By these accounts M'Lud it would appear Mr. Whoppit is unlucky. The prosecution rests its case.

Case for the defence; from archive photos it is clear that Mr. Whoppit was a hostage to fortune - he didn't want to be there and so bad luck was sure to follow:-

Help me! Exhibit 1
I'll jump if you don't let me go! Exhibit 2
I see dead people! Exhibit 3
Hellllllllllppppppp! No! No! I won't go - You crazed speed freak! Exhibit 4
The defence rests its case!  

"All of us have bad luck and good luck. The man who persists through the bad luck - who keeps right on going - is the man who is there when the good luck comes - and is ready to receive it." (Robert Collier).
Substitute "man" for "bear" and Mr. Whoppit (arguably the "World's Greatest Survivor") is lucky! (just not if your name is Campbell!). "Good" luck/"bad" luck? It all boils down to perception.

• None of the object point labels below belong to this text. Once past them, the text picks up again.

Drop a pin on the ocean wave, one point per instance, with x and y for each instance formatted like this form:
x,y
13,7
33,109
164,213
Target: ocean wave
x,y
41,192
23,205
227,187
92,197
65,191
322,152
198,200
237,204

So to all you human freaks who believe in good luck superstitions - consider this:-
Dreaming of white cat "means" good luck (American superstition) - Uh, No! It means you ate cheese before bedtime!
If a cat washes behind its ears, it will rain (English superstition) - Uh, No! It means the cat has been out in the rain!
A strange black cat on your porch brings prosperity (Scottish superstition) - Uh, No! The catty word on the street has gone out that you're a soft touch for feeding stray cats, that's all!
To reverse the bad luck curse of a black cat crossing your path, first walk in a circle, then go backward across the spot where it happened and count to 13 - Please GET A LIFE!